Although the present invention has been described above with reference to the embodiments of the present invention, those skilled in the art may variously modify and change the present invention without departing from the spirit and scope of the present invention as set forth in the claims below.
1. An integrated multi-agent robot using quantum computing, comprising:
a quantum main unit comprising a computational unit (CPU) that performs quantum computing; and
a plurality of agent units whose behaviors are controlled by the quantum main unit,
wherein each of the plurality of agent units collects environmental elements using at least one sensor, and operates by driving at least one built-in power actuator based on the collected environmental elements,
each of the plural agent units generates environmental information comprising the environmental elements and provides the environmental information to the quantum main unit, and
the quantum main unit collects all the environmental information gathered from each of the plural agent units, performs quantum computing-based operations on the collected environmental information to evaluate a contribution corresponding to each of the plural agent units, and determines, for each agent unit, an action policy that maximizes a value function in the environment defined by the agent unit's environmental information based on the evaluated contribution, and provides the determined action policy to a corresponding agent unit.

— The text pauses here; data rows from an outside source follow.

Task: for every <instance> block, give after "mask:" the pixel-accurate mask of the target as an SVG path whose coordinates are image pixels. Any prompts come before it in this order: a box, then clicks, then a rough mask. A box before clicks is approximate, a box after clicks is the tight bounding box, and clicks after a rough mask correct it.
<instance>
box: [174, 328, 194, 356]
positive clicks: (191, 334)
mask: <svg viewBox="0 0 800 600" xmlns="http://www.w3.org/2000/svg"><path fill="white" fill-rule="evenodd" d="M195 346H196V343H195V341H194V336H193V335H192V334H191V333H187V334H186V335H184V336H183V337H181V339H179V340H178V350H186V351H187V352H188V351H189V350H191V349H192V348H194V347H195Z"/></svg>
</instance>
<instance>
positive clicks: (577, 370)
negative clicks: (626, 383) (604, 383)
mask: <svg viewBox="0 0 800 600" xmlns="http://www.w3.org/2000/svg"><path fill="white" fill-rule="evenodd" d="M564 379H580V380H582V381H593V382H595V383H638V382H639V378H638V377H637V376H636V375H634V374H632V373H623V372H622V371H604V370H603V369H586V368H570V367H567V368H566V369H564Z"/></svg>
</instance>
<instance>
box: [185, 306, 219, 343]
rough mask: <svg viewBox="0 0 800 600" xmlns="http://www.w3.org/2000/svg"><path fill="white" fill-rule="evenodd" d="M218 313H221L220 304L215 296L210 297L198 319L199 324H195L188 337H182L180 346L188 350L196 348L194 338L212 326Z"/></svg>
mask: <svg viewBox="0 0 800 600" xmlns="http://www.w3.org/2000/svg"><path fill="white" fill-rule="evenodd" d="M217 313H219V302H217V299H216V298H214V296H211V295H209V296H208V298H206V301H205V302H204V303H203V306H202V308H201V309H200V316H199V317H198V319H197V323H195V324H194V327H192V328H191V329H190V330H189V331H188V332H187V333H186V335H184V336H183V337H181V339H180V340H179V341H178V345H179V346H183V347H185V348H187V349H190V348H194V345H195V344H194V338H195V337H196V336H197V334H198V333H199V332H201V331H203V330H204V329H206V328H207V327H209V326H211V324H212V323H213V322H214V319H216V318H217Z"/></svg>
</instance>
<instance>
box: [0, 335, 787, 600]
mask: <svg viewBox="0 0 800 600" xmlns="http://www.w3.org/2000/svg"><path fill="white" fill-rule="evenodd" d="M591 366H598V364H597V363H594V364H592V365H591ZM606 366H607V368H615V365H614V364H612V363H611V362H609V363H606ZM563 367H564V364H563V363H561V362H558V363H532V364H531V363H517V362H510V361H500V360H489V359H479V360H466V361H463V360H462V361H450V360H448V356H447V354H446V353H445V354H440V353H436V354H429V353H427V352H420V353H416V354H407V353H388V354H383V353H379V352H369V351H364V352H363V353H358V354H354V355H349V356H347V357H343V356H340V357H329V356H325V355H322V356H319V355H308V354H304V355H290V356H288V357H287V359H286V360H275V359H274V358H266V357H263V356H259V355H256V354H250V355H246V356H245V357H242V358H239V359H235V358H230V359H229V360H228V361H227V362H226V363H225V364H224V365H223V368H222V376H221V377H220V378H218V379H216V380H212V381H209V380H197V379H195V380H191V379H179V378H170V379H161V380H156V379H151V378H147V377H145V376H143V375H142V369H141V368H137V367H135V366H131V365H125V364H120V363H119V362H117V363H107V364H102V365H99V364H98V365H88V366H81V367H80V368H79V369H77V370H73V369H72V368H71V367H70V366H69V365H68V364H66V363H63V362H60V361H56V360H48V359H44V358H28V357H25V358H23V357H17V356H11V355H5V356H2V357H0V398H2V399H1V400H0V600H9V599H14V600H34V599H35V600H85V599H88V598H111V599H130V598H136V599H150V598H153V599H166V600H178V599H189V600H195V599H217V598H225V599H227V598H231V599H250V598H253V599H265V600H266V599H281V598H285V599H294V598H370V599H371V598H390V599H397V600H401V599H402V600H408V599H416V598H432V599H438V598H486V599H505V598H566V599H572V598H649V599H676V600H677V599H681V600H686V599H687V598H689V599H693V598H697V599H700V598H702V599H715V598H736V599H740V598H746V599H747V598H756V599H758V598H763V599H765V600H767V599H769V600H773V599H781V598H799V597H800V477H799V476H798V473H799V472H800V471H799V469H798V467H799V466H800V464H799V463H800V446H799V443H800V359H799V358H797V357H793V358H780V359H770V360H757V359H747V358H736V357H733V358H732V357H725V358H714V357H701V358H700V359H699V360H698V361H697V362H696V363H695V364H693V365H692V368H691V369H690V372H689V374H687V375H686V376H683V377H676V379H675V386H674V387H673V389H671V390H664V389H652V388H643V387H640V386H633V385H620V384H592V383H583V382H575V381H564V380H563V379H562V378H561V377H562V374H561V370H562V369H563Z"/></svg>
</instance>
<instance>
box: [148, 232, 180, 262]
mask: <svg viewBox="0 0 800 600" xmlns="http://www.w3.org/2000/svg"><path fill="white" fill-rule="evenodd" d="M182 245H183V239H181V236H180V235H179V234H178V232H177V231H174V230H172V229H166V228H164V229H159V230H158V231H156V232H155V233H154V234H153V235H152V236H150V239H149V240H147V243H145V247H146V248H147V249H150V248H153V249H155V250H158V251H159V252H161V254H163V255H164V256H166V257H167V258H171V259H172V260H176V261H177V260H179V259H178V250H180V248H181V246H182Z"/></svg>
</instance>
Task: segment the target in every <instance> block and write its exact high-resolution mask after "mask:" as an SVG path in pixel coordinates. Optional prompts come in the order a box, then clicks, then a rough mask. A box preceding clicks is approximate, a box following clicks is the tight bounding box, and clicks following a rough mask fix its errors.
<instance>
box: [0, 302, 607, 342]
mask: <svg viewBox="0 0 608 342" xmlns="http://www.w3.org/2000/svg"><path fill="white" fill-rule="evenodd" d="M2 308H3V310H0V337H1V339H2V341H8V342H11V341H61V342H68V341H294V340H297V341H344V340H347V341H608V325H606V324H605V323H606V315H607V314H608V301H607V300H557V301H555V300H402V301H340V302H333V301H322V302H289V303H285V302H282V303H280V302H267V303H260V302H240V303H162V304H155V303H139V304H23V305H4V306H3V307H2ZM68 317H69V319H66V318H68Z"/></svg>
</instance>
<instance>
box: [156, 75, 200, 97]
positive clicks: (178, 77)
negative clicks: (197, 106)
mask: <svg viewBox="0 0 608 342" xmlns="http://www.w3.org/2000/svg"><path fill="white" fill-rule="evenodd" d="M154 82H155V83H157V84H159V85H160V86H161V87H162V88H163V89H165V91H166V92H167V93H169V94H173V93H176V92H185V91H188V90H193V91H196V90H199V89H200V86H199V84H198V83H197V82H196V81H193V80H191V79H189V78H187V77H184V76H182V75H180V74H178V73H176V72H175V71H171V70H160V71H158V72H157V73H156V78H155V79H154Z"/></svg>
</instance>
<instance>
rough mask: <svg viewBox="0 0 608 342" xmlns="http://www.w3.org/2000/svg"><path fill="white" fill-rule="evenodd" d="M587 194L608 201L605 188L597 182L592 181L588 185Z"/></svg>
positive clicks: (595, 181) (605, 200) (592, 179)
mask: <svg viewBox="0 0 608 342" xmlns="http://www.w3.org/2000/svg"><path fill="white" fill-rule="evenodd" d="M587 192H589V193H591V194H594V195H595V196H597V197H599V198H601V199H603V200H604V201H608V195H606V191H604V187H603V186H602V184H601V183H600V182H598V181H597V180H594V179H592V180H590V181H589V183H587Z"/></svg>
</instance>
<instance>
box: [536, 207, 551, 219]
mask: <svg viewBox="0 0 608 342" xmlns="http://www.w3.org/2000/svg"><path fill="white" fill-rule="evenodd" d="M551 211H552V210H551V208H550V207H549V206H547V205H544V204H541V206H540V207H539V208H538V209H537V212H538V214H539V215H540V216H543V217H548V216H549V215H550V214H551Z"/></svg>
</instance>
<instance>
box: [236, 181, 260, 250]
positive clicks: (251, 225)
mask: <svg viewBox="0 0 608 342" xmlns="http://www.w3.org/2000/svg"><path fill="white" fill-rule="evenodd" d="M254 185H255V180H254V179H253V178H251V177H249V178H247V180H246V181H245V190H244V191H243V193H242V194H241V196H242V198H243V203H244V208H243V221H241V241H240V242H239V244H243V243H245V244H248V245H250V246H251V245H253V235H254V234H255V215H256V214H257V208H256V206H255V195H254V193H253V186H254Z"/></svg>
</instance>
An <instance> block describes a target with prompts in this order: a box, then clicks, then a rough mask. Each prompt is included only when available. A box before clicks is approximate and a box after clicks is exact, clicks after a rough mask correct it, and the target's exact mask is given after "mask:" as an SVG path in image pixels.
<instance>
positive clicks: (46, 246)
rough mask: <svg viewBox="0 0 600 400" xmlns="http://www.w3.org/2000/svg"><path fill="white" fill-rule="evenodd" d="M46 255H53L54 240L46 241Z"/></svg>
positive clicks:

2. The integrated multi-agent robot according to claim 1, wherein the robot comprises a group of agent units spaced apart from each other in four directions, i.e., up, down, left, and right, with respect to a center where the quantum main unit is positioned, and
the group is arranged in a grid pattern with predetermined spacing between units, and is composed of 25 agent units arranged in 5 rows and 5 columns.
3. The integrated multi-agent robot according to claim 2, wherein the at least one sensor is arranged at predetermined intervals along boundary lines in upward, rightward, and downward directions around the group, and
each of the agent units has a single motion axis configured to allow movement in a direction perpendicular to the plane on which the agent unit is disposed.